In our last post we talked about the two Texas high school programs created by state child support officials that are designed to educate teenagers on the financial and legal responsibilities of teen parenthood. The two programs, Parenting and Paternity Awareness and No Kidding are not designed to educate teenagers on sex. The child support division of the Attorney General's office created the programs to have a family oriented approach to the child-support process and to ensure that teenage parents keep up with their child support responsibilities.
Texas has one of the highest teen birth rates in the country with 63.4 births per 1,000 girls and comes in third after Mississippi and New Mexico. Both programs incorporate the real life experience of current teenage parents. The 14 hours of the Parenting and Paternity Awareness program is divided among 14 different units. The units are comprised of exercises, quizzes and games that are rooted in the issues of teenage pregnancy. In one exercise students discussed their ideas of marriage and gender roles. One of the points of the program is to show that fathers are not only supposed to contribute financially but should also be co-parents with the mother of their child.

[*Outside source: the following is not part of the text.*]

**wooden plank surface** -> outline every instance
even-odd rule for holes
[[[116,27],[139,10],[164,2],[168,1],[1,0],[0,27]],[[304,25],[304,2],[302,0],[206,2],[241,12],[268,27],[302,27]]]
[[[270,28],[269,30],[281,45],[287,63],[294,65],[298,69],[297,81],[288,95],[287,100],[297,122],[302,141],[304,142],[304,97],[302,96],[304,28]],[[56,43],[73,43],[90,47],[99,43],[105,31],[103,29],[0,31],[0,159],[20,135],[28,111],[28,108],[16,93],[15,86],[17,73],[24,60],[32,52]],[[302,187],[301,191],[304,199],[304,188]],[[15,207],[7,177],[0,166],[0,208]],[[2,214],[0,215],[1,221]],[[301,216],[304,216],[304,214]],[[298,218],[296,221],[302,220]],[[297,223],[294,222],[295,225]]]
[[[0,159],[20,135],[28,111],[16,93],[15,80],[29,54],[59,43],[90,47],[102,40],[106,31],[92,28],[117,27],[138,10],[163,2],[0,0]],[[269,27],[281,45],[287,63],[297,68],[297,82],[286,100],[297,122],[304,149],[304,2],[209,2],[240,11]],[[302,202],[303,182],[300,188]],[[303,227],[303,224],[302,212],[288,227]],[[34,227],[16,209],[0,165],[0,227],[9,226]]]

The No Kidding class solely focuses on the experiences of teenage parents. One teenage dad explained to a class that as soon as he got his paycheck it was gone to pay for diapers, wipes, formula, clothing and car seats. Another teenage dad said that he had to "get over himself" pretty quick to start meeting the needs of his child. Both programs have got teenagers thinking about life choices and what would happen if they became parents.
The programs have been so successful in Texas that other states and cities are starting their own programs. States like Georgia, Ohio and Arkansas, and cities like New York City and Los Angeles are developing their own style of programs based on the Texas programs. Commenting on becoming a father, a teenager says, "Now that I have a baby, I realize how grown up I wasn't."